The true fork in the road


Much has been written about David Cameron's attack on government borrowing plans. It is described as "a fork in the road". There is supposed to be a great divergence in policy between Labour and Conservative parties. So the media described the Pre-Budget Report and its messy aftermath as a defining moment.

It was indeed a defining moment, but the divergence has been in political competence and political bravery, with Liberal Democrat Vince Cable standing head and shoulders above all other politicians. For most of my working life I have worked in the “engine room” of the UK economy with senior roles in the oil, telecommunications, and transport sectors. I thought I had seen it all.

Yet nothing has prepared us for the intensity of the current firestorm, no-one is immune. Blair/Brown and then Brown/Darling were culpably reckless in their handling of the economy. They were fully complicit in the excess which led to the bust. But the Conservatives have throughout opened their mouths and said absolutely nothing of any substance. Political rhetoric and soundbites, yes – but there has been no alternative plan, no coherent alternative Conservative offer, except to whinge on a regular basis after the caravan has moved on.

The one national politician who quietly and methodically challenged the credit binge – not just over the last few months but for years and years beforehand – was Liberal Democrat Vince Cable. And when the whirlwind hit, he did not just say “I told you so”, but has stood out in the Commons Chamber and on the airwaves with his consistent, measured, confident and knowledgeable responses to each stage of the crisis.
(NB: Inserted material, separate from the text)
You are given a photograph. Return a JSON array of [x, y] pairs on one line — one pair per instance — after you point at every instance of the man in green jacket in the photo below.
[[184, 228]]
At every stage he has called it right. It is an object lesson in the benefits of a thoughtful and well-founded third party view.

The Liberal Democrat front bench has an immensely strong economic team. Nick Clegg was in Leon Brittan’s EU Trade Commissioner cabinet and an EU trade negotiator before going into politics. David Laws and Chris Huhne both had highly successful careers in the City before entering the Commons. Together they have the experience, judgement and analytical skill to craft coherent policies for the long term. There is no pain-free way out of the current bind. So the key question in British politics is how quick and authoritative the political reaction is, how honest it is about the inevitable pain caused by the government and main opposition being asleep when the warnings were clear to see, and finally how the pain should be shared most fairly. George Osborne and the Conservatives score nil points on all three.